The implicit group was asked to memorize a person’s photograph and trait description and afterward, the implicit group would write down statements about the person. But in creating associations and memories of each photo and trait, the implicit group did not differentiate whether a group did or did not possess a trait. They were simply shown the photograph for several seconds and asked to write down what they think of to prevent conscious decisions from eliminating bias. If, for example, they were shown a picture of “Sam” who is “not messy,” the implicit group would associate “Sam” and “messy” without differentiation.


Because a collection of 16 different traits, both positive and negative, found similar results, it is unlikely that the results were influenced by people attempting to correct stereotyping or intentionally present positive or negative impressions. This reinforces the notion that two impressions of a person can co-exist in a person’s mind, one implicit and one corrected by explicit consciousness, even if the implicit and explicit impressions are contradictory (DeCoster et al. 17).

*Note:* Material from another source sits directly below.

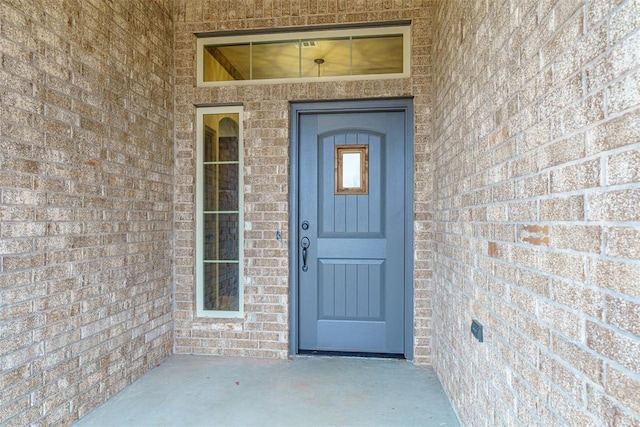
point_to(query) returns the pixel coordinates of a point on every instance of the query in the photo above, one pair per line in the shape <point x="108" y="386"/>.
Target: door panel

The parsimonious explanation is that “the explicit measure reflects a representation in the fast–binding system while the implicit measure reflects a representation in the slow–learning memory system” (DeCoster et al. 17). This conclusion supports the idea that a long-standing trend of negatively depicting targeted groups in media creates a slow-learned implicit association between the people and harmful stereotypes. The following articles will explore how such associations impact perception on mainly Arab Americans and Muslims, and relate it to other movements pertinent to today.


 

Works Cited

  1. DeCoster, Jamie, and Eliot R. Smith. “On the Inexplicability of the Implicit: Differences in the Information Provided by Implicit and Explicit Tests.” Social Cognition, vol. 24, no. 1, 2006, DOI:10.1521/soco.2006.24.1.5.

Last Fact Checked on May 28th, 2021.